Марсель сбился со счета, который день они с Сэмюэлем пребывают без пищи на проклятом острове. В голове его всё перемешалось. Лишь голод терзал его, но маяк все еще оставался непоколебимой задачей смотрителя.
Стало холодать. Морские котики покинули эти места. Дождь шёл ливнями вперемешку со снегом. Бури усиливались, ветер всё крепчал, а маяк так и горел, освещая округу. На острове остались два живых существа, не способных покинуть их будущую могилу.
Марсель исхудал, каждое ребро его проглядывалось через кожаную оболочку. Состояние Сэма ухудшилось. Возможно, он подхватил какое-то заражение крови или выпил грязной воды. Так или иначе, он снова оказался прикованным к постели, не способный оторвать тело от кровати. Руки Марселя приобрели мертвенно-бледный вид и теперь всегда оставались холодными. Они будто-бы вытянулись, растягивая кожу и, утончившись, всё ещё плелись за смотрителем во мраке и верно поджигали огонёк маяка. На голове от постоянного выпадения волос появилась залысина. Каждый день она всё больше разрасталась в размерах. Его лицо окаменело, щеки и глазные яблоки глубоко впали. Марсель бездумно шлялся, выполняя задачи смотрителя, будто инстинктивно. Мысли его были затуманены, а по ночам он не мог уснуть, но даже в те редкие случаи, когда утомление брало верх над голодом, ему снились кошмары. Иногда в голове его возникали ужасные, омерзительные идеи, которые сложно контролировать человеку. Часы все тикали, будто отсчитывая до окончания людского срока, что еще больше сводило Марселя с ума.
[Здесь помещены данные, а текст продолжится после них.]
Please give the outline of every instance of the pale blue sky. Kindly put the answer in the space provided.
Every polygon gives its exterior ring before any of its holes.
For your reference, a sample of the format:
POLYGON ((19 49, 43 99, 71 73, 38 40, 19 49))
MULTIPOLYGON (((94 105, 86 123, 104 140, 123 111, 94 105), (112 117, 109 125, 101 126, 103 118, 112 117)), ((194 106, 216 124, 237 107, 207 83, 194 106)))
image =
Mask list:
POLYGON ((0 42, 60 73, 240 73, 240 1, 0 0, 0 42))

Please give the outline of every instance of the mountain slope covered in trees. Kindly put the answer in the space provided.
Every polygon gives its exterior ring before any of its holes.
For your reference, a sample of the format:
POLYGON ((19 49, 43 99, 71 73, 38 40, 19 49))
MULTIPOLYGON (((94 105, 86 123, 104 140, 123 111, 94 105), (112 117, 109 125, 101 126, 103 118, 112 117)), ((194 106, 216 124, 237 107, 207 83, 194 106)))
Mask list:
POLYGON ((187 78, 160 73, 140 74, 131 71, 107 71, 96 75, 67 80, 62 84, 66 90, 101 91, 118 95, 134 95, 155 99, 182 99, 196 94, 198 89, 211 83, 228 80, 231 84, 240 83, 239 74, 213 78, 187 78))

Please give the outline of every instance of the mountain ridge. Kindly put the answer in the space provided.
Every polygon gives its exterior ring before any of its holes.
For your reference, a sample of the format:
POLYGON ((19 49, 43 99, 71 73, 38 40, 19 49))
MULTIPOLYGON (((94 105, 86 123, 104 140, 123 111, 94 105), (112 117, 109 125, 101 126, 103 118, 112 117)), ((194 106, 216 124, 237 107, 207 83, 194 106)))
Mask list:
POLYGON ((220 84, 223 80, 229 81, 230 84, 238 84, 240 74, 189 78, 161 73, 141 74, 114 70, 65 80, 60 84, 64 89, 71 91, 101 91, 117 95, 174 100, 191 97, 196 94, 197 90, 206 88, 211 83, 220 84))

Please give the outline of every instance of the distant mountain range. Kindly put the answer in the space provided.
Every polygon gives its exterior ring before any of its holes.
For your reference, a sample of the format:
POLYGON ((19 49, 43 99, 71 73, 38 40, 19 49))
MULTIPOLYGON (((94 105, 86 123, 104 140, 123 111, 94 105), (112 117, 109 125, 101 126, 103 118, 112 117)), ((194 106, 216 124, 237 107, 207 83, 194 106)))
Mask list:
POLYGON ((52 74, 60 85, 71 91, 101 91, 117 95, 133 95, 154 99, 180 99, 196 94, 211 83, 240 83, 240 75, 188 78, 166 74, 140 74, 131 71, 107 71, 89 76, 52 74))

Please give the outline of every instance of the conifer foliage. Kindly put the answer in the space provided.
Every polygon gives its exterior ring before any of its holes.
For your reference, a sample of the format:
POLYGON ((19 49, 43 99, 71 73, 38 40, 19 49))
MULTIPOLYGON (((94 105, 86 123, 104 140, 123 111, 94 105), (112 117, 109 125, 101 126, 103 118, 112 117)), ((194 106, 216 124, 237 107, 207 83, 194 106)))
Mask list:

У Сэма были свои не менее плачевные проблемы. Его тело практически не отличалось от тела Марселя, но мышление все еще было достаточно здравое. Острая боль невыносимо донимала, словно туловище его пронзалось бесчисленным количеством заржавевших кинжалов, будто его подвешивали на стальные крючья.
Наступил очередной вечер. Сэмюэль также лежал в постели, весь в ознобе, ворочаясь то в одну, то в другую сторону. Он услышал, как Марсель вернулся с так называемой “работы” и сел в кресло. Смотритель сидел, без конца стуча кочергой по камину под ритм настенных часов и бормоча под нос что-то несвязное.
– …Думаете, это правильно? Но я не хочу! Зачем вы мне указываете? Я не буду этого делать! Вы не правы. Они придут за нами! Они спасут нас! Что? Нет! Это ложь! Пошли вон! Убирайтесь! Оставьте меня в покое!.. – (неразборчивое бормотание, прерываемое монотонными ударами железа по камню) – Я не верю вам… Он не при чем… я… я не знаю… прости…
Вдруг всё стихло. Сэмюэль сидел с ужасом на лице и ждал будущих действий. Часы тикали: “Тик…-так, тик…-так”, привлекая к себе внимание. Сэмюэль окинул их взглядом. Железная стрелка, бликующая в темноте, медленно ползла вверх. За дверью послышались шаги.
– Марсель! – собирался уж окликнуть своего товарища Сэмюэль, но, обернувшись, в темноте через дверную щель он увидел худощавую фигуру на стуле возле стены. Тьма скрывала её, оставляя едва различимый контур, но лунный свет, пробившись через оконный проём, раскрыл занавес мрака. Марсель сидел абсолютно неподвижно, мертвые глаза его на окаменевшем лице были широко раскрыты, не способные передавать какие-либо чувства. Одежда была изодрана в клочья. В трясущейся руке его лежал проржавевший перочинный нож с зазубренными краями и сколами на лезвии.
Рядом с дверью висела все та же фотография, которая наблюдала ужасную картину. Будто от страха она упала, сорвавшись с петли, на пол и разбилась вдребезги, не желая видеть чернеющую тень в дверном проеме. Был слышен напоминающий визг скрежещущий скрип, сменившийся звуками падающих капель, но в ту ночь не было дождя…
В жуткой хижине среди леденящего кровь мрака Марсель превратился в омерзительную тварь, способную вселить ужас в любое живое существо, да к превеликому счастью на крохотном участке скалистой земли нет больше ничего живого.
В эту холодную ночь на острове, в серой мгле тумана, огонек маяка, так стремившийся осветить весь океан своим лучом, погас уже навсегда.